By now, no one should be under the illusion that spontaneous order is synonymous with good outcomes. Perverse spontaneous orders abound. Charles Johnson has written about The Invisible Fist with regard to norms of discrimination. Scott Alexander called perverse spontaneous orders Moloch phenomena, which I follow in the title. Even Hayek himself, in The Road to Serfdom, explained the political process as a perverse spontaneous order, anticipating work by Buchanan and Wagner.
There are two distinctions, therefore, to be made. First there is the difference between cosmos and taxis; between spontaneous orders and planned orders.1 In addition to this, we must distinguish between benign orders and perverse orders. Whatever criterion we use to distinguish between benign and perverse, it is certain that there will be examples in all four quadrants.
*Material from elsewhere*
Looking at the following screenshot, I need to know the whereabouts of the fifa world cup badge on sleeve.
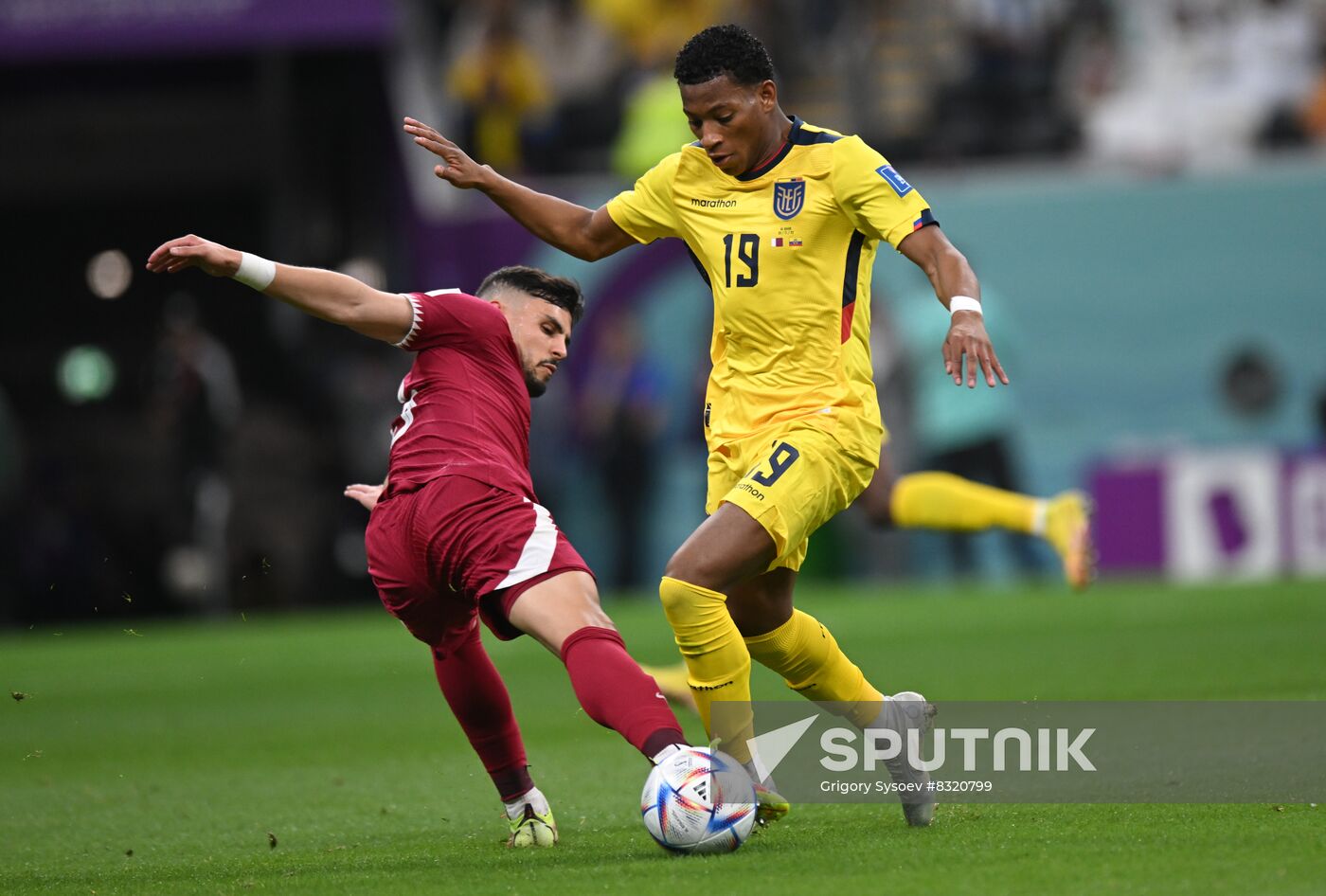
[875,165,912,196]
The key difference between beneficial and perverse spontaneous orders will be the relevant feedback mechanisms. Whatever our criterion, we will want good results to be reinforced, and bad results to be selected against. There are cases, such as institutional evolution, where (as Doug North emphasizes, contra Hayek) feedback is extremely weak, so spontaneous order cannot be depended upon to produce beneficial results. There are other cases, to return to the example of the democratic political process, where in the absence of strong exogenous (constitutional) constraints, the feedback process is such that political success is most easily won by policies (such as targeted spending and certain types of regulation) which cannot practically be rolled back until they lead to a crisis.
To the extent that these feedback mechanisms are explicable and manipulable, intervention within a spontaneous order will be a straightforward exercise in mechanism design. The major caveat, of course, is that any intervention within one order is always taken from within another “supervening” order. Gadamer stressed that one can only question one piece of knowledge by taking other pieces for granted; one can never evaluate all one’s knowledge at once. Likewise, there is no “god’s eye” standpoint from which one can step outside all orders. In this sense, cosmos is more basic than taxis. There is no such thing as a “pure” act of will; there is only intervention of one order into another.
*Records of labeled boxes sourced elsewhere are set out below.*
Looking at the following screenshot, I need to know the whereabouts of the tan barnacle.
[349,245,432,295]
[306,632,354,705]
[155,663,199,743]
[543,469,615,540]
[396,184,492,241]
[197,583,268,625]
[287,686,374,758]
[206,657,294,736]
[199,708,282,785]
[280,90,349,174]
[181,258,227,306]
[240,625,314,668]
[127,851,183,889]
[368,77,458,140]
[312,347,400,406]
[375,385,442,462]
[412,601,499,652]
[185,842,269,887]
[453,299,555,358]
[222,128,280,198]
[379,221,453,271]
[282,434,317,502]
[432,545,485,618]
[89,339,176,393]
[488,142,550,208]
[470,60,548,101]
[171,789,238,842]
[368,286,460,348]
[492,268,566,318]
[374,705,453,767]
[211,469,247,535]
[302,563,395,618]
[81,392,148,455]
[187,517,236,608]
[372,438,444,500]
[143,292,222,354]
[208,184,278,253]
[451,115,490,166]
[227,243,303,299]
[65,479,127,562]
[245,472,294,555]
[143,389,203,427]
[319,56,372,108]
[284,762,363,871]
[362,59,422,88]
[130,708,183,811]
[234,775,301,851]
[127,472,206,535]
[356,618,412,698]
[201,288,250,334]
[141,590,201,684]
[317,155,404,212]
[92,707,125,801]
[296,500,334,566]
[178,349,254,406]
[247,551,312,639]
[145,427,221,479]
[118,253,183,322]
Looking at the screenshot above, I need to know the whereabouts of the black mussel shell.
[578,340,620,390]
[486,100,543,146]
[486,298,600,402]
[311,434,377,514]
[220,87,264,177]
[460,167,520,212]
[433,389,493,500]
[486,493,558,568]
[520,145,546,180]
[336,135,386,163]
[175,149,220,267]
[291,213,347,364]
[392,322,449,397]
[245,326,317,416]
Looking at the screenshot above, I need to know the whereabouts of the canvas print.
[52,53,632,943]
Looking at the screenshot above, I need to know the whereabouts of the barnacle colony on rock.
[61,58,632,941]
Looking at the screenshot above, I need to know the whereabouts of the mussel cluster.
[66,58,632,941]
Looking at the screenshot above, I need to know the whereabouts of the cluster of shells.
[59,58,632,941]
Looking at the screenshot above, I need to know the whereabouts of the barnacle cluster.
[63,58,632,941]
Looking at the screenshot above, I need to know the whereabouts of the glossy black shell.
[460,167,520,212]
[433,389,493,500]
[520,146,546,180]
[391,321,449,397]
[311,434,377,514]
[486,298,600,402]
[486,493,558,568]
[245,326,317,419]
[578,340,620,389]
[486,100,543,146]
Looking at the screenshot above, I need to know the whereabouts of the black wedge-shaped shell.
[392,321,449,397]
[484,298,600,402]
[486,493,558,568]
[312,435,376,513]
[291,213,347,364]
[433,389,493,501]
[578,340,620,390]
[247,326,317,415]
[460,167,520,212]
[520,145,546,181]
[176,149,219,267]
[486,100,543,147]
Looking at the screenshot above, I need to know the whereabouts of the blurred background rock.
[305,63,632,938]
Buchanan’s model of constitutional political economy takes account of two – possibly three – layers of intervention: the rules of the market order are set by the political order, and the rules of the political order are set (ideally, anyway) by a real or hypothetical constitutional order. It would be a mistake, however, to regard the constitutional level as an act of pure will. When Buchanan or North emphasize that we “have no choice” but to consciously engineer the institutional order, they neglect the fact that such engineering takes place within a normological order. Social science is but one feedback mechanism influencing the norms that determine the constitutional process, and not necessarily a particularly strong one. The U.S. had the good fortune of crafting its political order at a time when the normological order was heavily influenced by liberal thought and thus conducive to a robust extended order. However much the institutional order has decayed since then, who can doubt that throwing open those questions again at this point in time with another constitutional convention would be utterly disastrous?
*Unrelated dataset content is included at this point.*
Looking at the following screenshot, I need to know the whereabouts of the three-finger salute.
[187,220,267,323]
Care must be taken that any intervention into one order is done from within another order whose feedback mechanisms are at least as benign as those of the order being intervened in. And this is easier said than done. After hundreds of years, the feedback mechanisms of the market order are fairly well understood: the “system constraint” is tight, and the feedback mechanisms tend to reinforce socially beneficial outcomes. The political order is less well understood. After 60 or so years, some progress has been made, though the system constraint binds less tightly (hence the increased importance of individual wills within it), and perverse outcomes are frequently selected for. The normological order, on the other hand, is even still almost entirely obscure. There are no determinants of change which are both general and well-accepted.
This, then, must be the core of the argument against “rational constructivism”, the supposed supremacy of the will in crafting orders: one cannot explicate every order within which one stands, so it is hubristic to subject an order which we have good reason to think works reasonably well to the feedback mechanisms of another order which are ill-understood and more likely than not to be perverse.